Music has held concerts at Windhover Hall at the Milwaukee Art Museum for a few years. For the first time the ensemble moved music into the galleries of the museum last Saturday evening in an exploration of the relationships between art, architecture and music.
The audience of perhaps 800 was divided into three groups, with music performed at three gallery stations. Though there were logistical concerns (sound bleed between galleries; the time-consuming moving around of people), it was an intriguing concept.
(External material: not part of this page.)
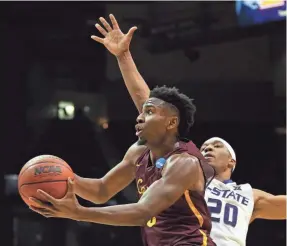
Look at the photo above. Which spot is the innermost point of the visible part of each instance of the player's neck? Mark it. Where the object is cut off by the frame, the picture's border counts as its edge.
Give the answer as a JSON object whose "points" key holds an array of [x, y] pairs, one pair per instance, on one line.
{"points": [[163, 149], [222, 177]]}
Steve Reich’s Clapping, performed by Terry Smirl and Linda Siegel, gained something in front of a large installation of rapidly changing video screens. The same performers were stunning in Reich’s Nagoya Marimbas, surrounded by the expansive, busy, number-themed canvases of Alfred Jensen’s Opposites are Complimentary. A 1963 piano piece by Morton Feldman, played by Phillip Bush, resonated in a room of mid- 20th-century abstracts. Other pieces were less directly provocative in visual contexts.
Three pieces were heard in concert before the gallery tour. Kamran Ince’s colorful and ponderous In White featured effective playing by violinist Eric Segnitz. Alex Mincek’s
Portraits and Repetitions was premiered, a post-minimalist, gnarly sonic reaction to the work of five visual artists. Women at an Exhibition, a Randall Woolf score to video of female images from the Akron Art Museum, was weak and inchoate, backfiring with implications of objectification.
It was more than interesting to hear a completely different taste in contemporary American scores at Frankly Music last Thursday at the Wisconsin Conservatory of Music. Violinist Frank Almond and pianist Brian Zeger performed challenging works that stressed lyricism and a strong relationship with classical music traditions, allowing the musicians room for their cultivated and elegant tone. Most of the pieces were in shades of contemplative melancholy. Peter Lieberson’s Elegy (1990) is deeply evocative, with warm harmonies and a mood of grief. Philip Lasser’s love of French music was apparent in Berceuse Fantastique and Vocalise. Almond and Zeger played five lovely, brief movements from Ned Rorem’s Day Music and Night Music. Two movements from Russell Platt’s sonata Autumn Music were a surprising journey of eclectic styles.